A Polícia Civil de São Paulo realizou, nesta quarta-feira (15), a destruição de mais de 100 mil garrafas apreendidas em um galpão clandestino na zona leste da capital . A ação foi coordenada pela 1ª Central Especializada de Repressão a Crimes e Ocorrências Diversas (Cerco). Os vasilhames foram apreendidos durante ação da força-tarefa do Governo de São Paulo que atua nas investigações sobre adulteração de bebidas com metanol no estado.

“Retirar essa quantidade de vasilhames de circulação, que seriam usados de forma ilícita, já é uma forma de combater esse tipo de crime, que reutiliza embalagens originais sem esterilização adequada e as preenche com bebidas de baixa qualidade ou adulteradas”, afirmou o delegado Ronald Quene, titular da Cerco. “Agora o material, após a reciclagem, terá um fim ecologicamente adequado”, completou.
O material foi apreendido após uma ação da Cerco na Vila Formosa, em 6 de outubro, quando os policiais localizaram um depósito que funcionava como uma empresa de recicláveis. O local comercializava garrafas usadas, revendidas sem higienização e destinadas à falsificação de destilados.
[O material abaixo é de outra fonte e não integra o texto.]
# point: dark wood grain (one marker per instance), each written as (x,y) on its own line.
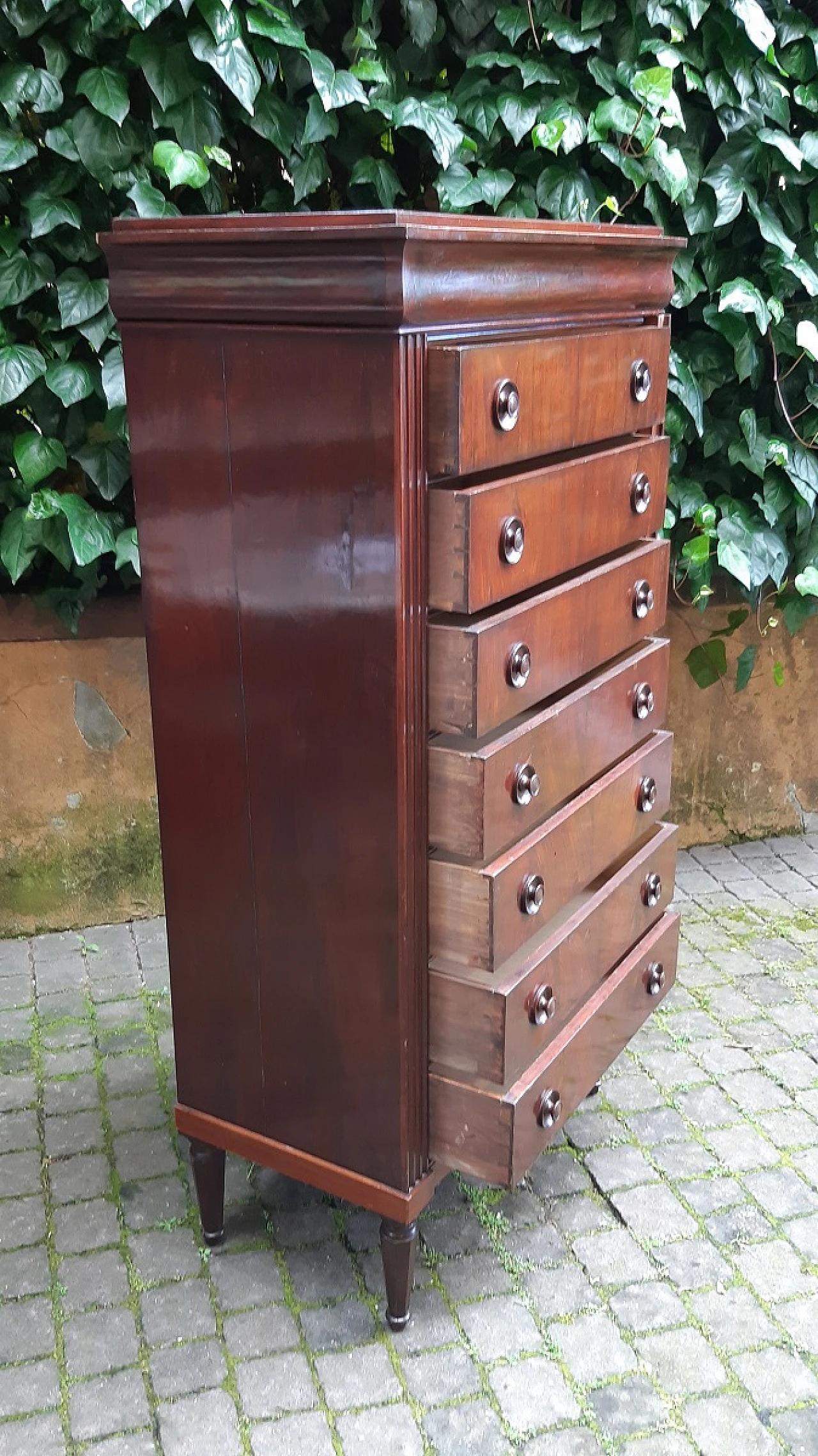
(574,389)
(474,811)
(495,1135)
(481,1030)
(475,912)
(571,513)
(571,628)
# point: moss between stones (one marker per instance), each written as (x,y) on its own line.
(108,868)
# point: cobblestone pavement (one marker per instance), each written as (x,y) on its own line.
(651,1289)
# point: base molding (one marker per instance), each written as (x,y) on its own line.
(341,1183)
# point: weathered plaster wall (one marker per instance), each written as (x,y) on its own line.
(79,839)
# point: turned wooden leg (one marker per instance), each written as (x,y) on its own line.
(208,1177)
(397,1244)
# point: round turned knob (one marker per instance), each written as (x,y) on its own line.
(647,795)
(651,890)
(656,979)
(642,599)
(513,540)
(507,404)
(526,784)
(518,664)
(641,380)
(639,493)
(541,1005)
(644,701)
(532,894)
(548,1108)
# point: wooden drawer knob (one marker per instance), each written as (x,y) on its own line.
(642,601)
(532,894)
(647,795)
(644,701)
(651,890)
(656,979)
(639,493)
(641,380)
(505,404)
(518,664)
(541,1005)
(526,784)
(549,1108)
(513,540)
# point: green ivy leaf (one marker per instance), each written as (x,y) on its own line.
(19,367)
(107,92)
(744,667)
(38,456)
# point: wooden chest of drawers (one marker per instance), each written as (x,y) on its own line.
(397,487)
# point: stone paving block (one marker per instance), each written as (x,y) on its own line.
(165,1254)
(275,1384)
(682,1362)
(740,1149)
(775,1271)
(776,1378)
(436,1378)
(648,1307)
(389,1429)
(85,1227)
(37,1436)
(470,1427)
(361,1376)
(727,1425)
(100,1342)
(533,1395)
(93,1279)
(22,1223)
(614,1259)
(500,1328)
(18,1131)
(564,1291)
(431,1322)
(321,1275)
(184,1369)
(629,1407)
(27,1330)
(175,1312)
(198,1425)
(268,1330)
(619,1167)
(593,1349)
(652,1213)
(108,1404)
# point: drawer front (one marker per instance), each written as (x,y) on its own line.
(498,1136)
(497,539)
(488,1029)
(481,916)
(482,800)
(573,389)
(485,671)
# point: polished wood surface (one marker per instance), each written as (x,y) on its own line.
(571,513)
(475,912)
(385,268)
(481,1024)
(474,810)
(495,1135)
(574,389)
(571,628)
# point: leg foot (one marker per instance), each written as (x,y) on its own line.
(208,1177)
(397,1244)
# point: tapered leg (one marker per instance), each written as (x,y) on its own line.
(208,1177)
(397,1244)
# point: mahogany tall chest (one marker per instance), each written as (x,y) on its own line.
(397,486)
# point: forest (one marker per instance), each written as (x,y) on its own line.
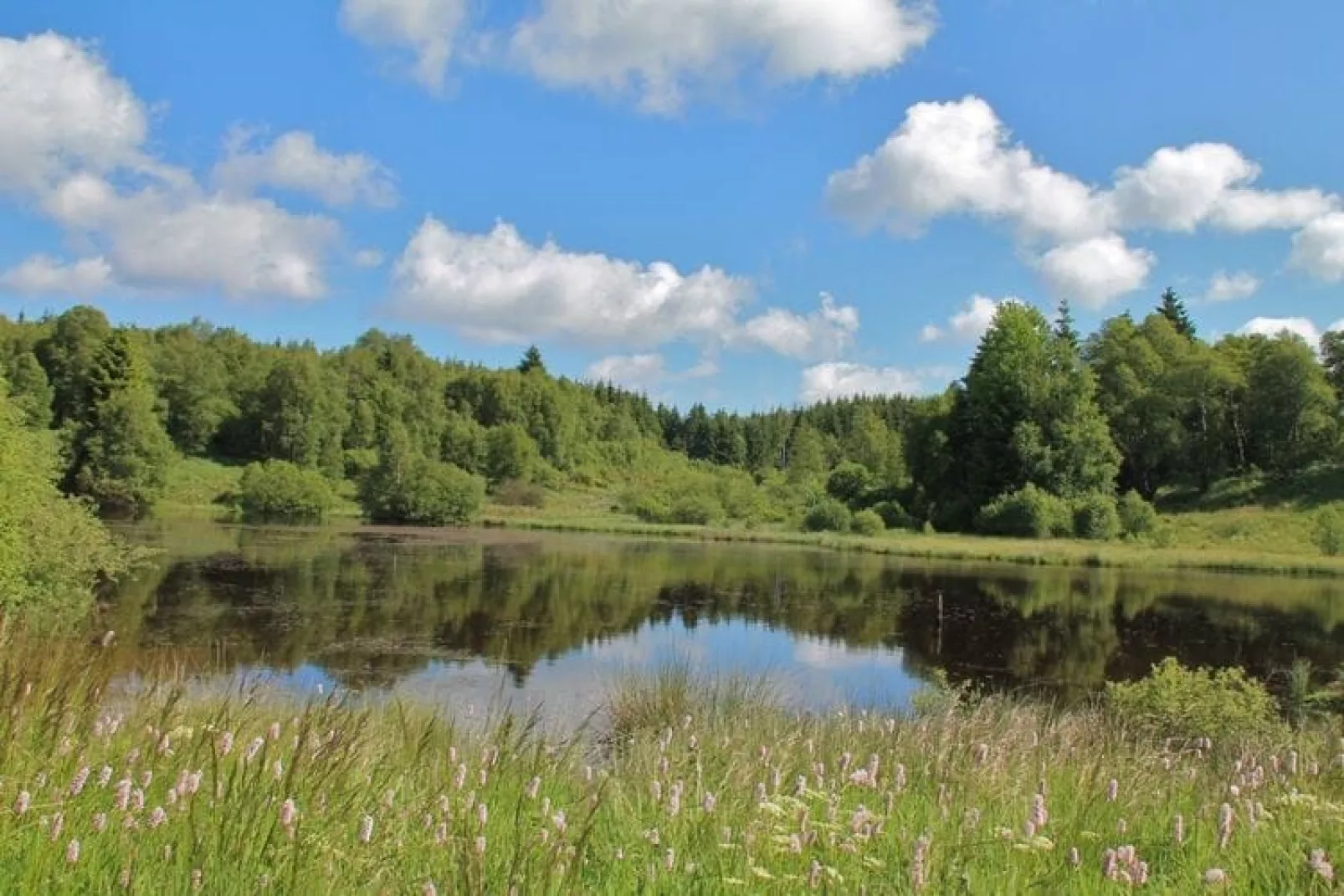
(1050,433)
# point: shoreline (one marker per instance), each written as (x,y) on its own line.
(962,548)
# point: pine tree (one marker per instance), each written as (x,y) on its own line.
(531,361)
(1173,310)
(1064,326)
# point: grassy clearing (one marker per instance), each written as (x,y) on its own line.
(1208,558)
(675,787)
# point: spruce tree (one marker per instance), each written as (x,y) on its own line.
(1173,310)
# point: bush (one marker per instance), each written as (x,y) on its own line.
(1137,517)
(1026,514)
(869,523)
(519,494)
(695,509)
(1175,701)
(827,515)
(1328,531)
(1095,517)
(283,492)
(894,516)
(849,483)
(425,494)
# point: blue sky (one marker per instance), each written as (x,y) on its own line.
(736,202)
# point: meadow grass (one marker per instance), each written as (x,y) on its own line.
(678,786)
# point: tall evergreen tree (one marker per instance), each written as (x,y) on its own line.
(1172,306)
(1064,325)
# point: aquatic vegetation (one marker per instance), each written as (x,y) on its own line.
(675,786)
Durante a vistoria, foram apreendidas 103 mil garrafas vazias e outras 6 mil com bebidas sem comprovação de origem. O galpão foi interditado pela Vigilância Sanitária, e dois homens, de 46 e 61 anos, foram autuados e são investigados.
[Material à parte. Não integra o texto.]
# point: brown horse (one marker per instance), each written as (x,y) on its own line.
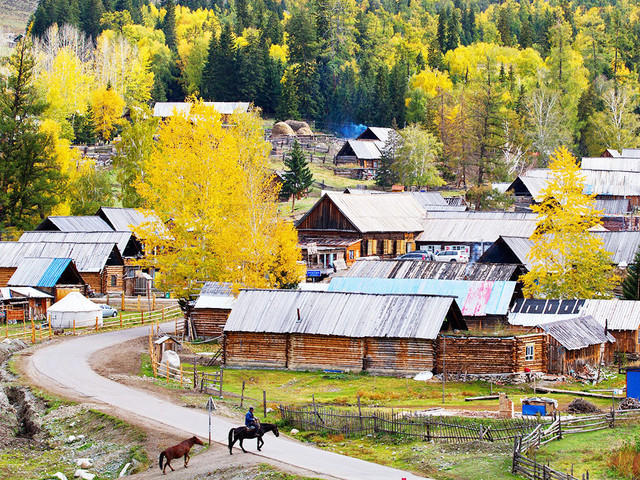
(178,451)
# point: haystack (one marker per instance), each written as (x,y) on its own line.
(304,131)
(296,125)
(282,128)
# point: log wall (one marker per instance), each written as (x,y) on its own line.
(209,322)
(251,349)
(399,355)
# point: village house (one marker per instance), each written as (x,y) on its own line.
(208,315)
(483,304)
(377,225)
(100,264)
(620,318)
(303,330)
(471,232)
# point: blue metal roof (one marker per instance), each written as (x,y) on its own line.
(475,298)
(39,272)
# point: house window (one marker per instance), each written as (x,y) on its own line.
(528,356)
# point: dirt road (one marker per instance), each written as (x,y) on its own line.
(64,366)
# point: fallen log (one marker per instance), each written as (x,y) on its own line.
(574,392)
(485,397)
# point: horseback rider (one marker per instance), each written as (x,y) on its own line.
(251,421)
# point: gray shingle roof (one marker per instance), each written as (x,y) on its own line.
(341,314)
(577,333)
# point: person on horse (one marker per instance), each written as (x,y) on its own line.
(251,422)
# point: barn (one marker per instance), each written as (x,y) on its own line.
(484,304)
(211,309)
(310,330)
(386,225)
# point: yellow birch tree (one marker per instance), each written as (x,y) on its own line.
(212,186)
(568,261)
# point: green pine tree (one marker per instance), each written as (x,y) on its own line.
(298,176)
(30,182)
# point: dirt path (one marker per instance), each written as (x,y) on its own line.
(64,368)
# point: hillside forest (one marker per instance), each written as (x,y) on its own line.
(489,89)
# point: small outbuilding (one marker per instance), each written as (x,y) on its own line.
(74,308)
(313,330)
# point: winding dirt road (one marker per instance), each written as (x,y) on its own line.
(65,365)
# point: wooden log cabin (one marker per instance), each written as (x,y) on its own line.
(385,224)
(310,330)
(491,354)
(621,318)
(210,311)
(101,265)
(54,276)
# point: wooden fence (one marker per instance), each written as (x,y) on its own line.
(36,332)
(430,427)
(525,446)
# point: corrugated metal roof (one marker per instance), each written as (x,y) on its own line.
(365,150)
(119,238)
(496,272)
(615,314)
(87,223)
(22,292)
(429,198)
(577,333)
(122,219)
(380,132)
(39,272)
(88,257)
(341,314)
(616,206)
(472,230)
(473,298)
(169,109)
(611,164)
(398,212)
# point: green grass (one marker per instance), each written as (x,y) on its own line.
(588,451)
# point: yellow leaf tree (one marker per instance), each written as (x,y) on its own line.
(107,107)
(213,187)
(568,261)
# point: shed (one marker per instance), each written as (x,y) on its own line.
(74,308)
(483,304)
(386,224)
(576,342)
(300,330)
(211,309)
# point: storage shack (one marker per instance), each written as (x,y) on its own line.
(310,330)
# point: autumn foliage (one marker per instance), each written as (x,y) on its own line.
(212,186)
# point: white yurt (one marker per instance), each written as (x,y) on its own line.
(74,306)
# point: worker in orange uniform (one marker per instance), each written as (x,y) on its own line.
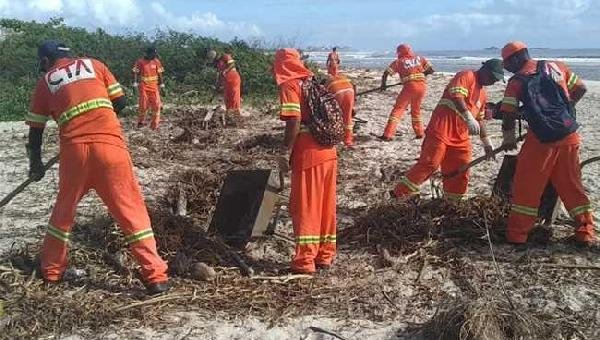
(457,115)
(547,153)
(314,170)
(229,79)
(345,94)
(412,70)
(333,62)
(149,69)
(84,98)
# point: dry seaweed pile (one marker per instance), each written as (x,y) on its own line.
(266,143)
(485,318)
(406,226)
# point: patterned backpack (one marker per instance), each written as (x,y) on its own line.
(326,123)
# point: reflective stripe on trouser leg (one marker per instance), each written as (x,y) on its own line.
(455,188)
(402,102)
(116,184)
(535,163)
(566,179)
(432,153)
(328,240)
(307,207)
(418,90)
(53,254)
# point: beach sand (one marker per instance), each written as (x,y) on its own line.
(360,185)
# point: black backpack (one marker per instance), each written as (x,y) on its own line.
(326,123)
(546,107)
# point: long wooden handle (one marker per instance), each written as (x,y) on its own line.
(375,89)
(24,185)
(479,160)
“O ciclo criminoso é dividido em várias partes. A primeira são os garrafeiros, que coletam garrafas usadas e as revendem sem autorização. Depois, os criminosos fazem o novo envasamento e falsificam as bebidas”, explicou o delegado. “Destruindo esse material, nós quebramos essa cadeia e reduzimos o prejuízo à saúde e ao consumidor”, afirmou.
O transporte do material ocorreu nesta quarta-feira (15), partindo de um pátio de apreensões até uma empresa de reciclagem, também na zona leste, onde foi feita a pesagem, quebra e mistura do vidro com outras cargas recicláveis. Posteriormente, o material foi levado a um forno industrial, onde o vidro, após ser aquecido a cerca de 1.400 °C, é derretido, moldado e reciclado, podendo ser 100% reutilizado.

Além de combater o crime, a medida contribui para o meio ambiente, conforme destacou o delegado: “A destruição é importante não só para impedir a falsificação, mas também porque auxilia na preservação ambiental, com a reciclagem correta e o descarte responsável do vidro. O material será reaproveitado para a fabricação de novos produtos, evitando a degradação ambiental”, explicou. “Esse passo também é crucial, uma vez que diminui a distribuição dos vasilhames e impede a comercialização das bebidas falsificadas.”, completou.
Desde a criação da força-tarefa da Polícia Civil, voltada ao combate à adulteração e falsificação de bebidas alcoólicas, 57 pessoas foram presas.